Defeated on that front, I asked my next question. The pipeline appears to be being built mostly alongside the road, so, was there any coordination between the gas line construction and NC DOT plans for roadway widening, especially to include possible bike lanes or wide outside lanes or whatever the current term is for “bike lane.” The short answer is no. The longer answer from the gas company is that they did not look into this because that’s not what they do. They said I should ask NCDOT. I did.

In my conversation with the regional DOT engineer I noted that that Eubanks Road, a key part of a possible future bikeable road network for Chapel Hill, Carrboro and southern Orange was repaved and widened a bit within the past two years and surely the pipeline had been in design by that point. The engineer patiently pointed out to this layman what a bad idea it was to consider building a bike lane right as the gas line was being constructed. So the layman asks “What about coordinating contracting with all the large equipment already there to dig and re-grade the roadway edge’s right-of-way and move the drainage ditches now to accommodate a future bike lane? I was told that this simply would not work and no bike lane was planned and why didn’t I ask the town.

Looking at the Durham Chapel Hill Metropolitan Planning Organization’s voluminous list of pedestrian and bike projects for Orange and Durham through 2040 ( bit.ly/1ex5CaL) it’s true, there is no immediate plan for a wide outside lane along Eubanks Road. Sure enough, three separate Eubanks Road wide outside lane projects are listed. One for Chapel Hill’s 1.4 miles and two for Carrboro’s jurisdiction, first 0.9 miles then a separate 0.4 miles, but there’s no timetable, no funding and no priority. The current Chapel Hill bike plan doesn’t have it either. Eubanks isn’t on the town’s list, not even on their map. I went to the planning meeting and asked. Only ‘Share the Road’ signs actually exist. Even bike-friendly I impatiently swerved around a cyclist last month rather than share the road. He was not pleased.
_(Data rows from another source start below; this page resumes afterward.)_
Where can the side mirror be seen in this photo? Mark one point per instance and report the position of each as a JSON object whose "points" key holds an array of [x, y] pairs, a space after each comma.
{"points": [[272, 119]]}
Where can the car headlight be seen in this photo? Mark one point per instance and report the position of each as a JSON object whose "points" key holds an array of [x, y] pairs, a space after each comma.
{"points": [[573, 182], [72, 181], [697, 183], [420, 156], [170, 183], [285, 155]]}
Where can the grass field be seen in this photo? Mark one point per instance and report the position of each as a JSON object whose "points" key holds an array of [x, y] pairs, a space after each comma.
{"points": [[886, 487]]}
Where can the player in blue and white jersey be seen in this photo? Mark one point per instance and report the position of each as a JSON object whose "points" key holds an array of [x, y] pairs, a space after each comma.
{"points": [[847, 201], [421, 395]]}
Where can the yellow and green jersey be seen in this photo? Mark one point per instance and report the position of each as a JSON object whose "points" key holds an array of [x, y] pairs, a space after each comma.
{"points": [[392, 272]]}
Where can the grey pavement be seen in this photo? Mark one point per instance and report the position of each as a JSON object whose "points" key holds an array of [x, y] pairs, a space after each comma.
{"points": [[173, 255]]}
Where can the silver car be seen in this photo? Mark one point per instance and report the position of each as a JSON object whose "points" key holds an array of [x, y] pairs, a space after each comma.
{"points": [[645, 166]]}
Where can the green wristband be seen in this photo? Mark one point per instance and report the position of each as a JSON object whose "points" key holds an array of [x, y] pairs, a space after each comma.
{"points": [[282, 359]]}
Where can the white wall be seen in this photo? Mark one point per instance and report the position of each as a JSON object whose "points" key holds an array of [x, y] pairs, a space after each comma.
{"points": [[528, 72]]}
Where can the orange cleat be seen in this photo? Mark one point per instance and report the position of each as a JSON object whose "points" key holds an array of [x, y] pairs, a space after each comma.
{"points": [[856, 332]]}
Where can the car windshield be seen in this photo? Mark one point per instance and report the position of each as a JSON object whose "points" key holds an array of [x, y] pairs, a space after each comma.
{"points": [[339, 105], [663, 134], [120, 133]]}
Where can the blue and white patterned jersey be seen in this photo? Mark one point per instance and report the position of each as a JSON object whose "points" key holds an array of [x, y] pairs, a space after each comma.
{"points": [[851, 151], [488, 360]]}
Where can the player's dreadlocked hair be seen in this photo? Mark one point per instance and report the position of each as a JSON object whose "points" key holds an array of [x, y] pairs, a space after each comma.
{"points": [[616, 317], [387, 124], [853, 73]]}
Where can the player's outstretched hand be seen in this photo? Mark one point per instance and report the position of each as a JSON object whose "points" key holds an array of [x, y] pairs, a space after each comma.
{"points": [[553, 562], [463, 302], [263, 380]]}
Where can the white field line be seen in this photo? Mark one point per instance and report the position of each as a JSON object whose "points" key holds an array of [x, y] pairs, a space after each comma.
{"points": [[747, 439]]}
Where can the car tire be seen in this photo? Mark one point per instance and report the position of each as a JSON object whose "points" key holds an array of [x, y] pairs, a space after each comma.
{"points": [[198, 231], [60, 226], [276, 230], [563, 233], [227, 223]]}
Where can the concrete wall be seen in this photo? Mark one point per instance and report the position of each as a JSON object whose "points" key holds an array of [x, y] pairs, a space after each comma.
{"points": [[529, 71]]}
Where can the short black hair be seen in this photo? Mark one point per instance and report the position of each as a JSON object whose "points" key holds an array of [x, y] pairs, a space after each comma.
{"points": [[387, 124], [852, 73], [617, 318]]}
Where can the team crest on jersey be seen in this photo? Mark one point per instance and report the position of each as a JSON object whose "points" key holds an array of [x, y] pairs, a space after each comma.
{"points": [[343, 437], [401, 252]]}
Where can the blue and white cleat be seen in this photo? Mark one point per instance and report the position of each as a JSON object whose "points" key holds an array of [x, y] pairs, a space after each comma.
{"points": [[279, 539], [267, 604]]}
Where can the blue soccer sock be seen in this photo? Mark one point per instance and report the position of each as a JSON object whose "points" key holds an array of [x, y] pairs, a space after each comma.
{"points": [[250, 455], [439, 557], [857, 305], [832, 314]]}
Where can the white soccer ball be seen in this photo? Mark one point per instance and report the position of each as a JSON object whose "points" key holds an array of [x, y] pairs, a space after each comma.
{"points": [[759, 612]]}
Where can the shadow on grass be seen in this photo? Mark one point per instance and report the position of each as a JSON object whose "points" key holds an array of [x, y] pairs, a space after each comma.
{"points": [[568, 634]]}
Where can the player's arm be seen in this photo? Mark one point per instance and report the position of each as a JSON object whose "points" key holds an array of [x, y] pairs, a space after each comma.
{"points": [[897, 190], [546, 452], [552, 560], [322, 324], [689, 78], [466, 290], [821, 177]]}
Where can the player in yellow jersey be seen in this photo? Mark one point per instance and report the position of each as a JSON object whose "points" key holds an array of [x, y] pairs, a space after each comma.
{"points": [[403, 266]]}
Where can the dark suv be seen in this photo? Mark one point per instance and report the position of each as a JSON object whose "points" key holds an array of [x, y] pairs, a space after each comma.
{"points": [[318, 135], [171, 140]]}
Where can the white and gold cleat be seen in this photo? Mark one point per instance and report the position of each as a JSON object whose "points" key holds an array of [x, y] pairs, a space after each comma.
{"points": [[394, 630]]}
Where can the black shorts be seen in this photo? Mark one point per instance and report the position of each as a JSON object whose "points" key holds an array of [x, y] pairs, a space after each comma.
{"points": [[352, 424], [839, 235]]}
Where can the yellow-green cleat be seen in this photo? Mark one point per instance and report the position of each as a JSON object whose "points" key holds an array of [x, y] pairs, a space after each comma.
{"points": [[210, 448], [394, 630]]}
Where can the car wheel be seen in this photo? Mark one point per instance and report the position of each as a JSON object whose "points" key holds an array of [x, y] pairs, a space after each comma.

If you drive through the northeast Orange countryside some fine winter’s day, you’ll come upon pieces of the gas pipeline’s segmented construction along Mount Sinai Road then north along Murphy School Road and into the deep country of Schley, St. Mary’s and Pleasant Green Road. What a great set of bike routes that would make. Coordinating a widened outside lane with the 27 miles of gas pipelines to create a set of safe and scenic biking opportunities through this most lovely part of Orange County with its rolling hills, past Eno River State Park, expanses of pasture and stately homes would be a great way to promote bike tourism. We’re becoming an endurance sports mecca and there’s an explosion of interest in promoting bicycling for health and transportation; we should not miss out.

After 30 years of regular cycle commuting, I gave it up when I moved out of town. Inhibited by the narrow winding path of upper Millhouse Road leading into the heavy truck and bus traffic on Eubanks with no shoulder to veer on to, I’ve quit. My bike with its now sadly flat tires gathers cobwebs and dust in the corner of the garage, reminding me of when two wheels carried me quietly and safely to work. The 2.2. mile drive down Blackwood Mountain to the work place on Eubanks is my new normal. Maybe I’ll start again when they finish the bike lanes and gas lines.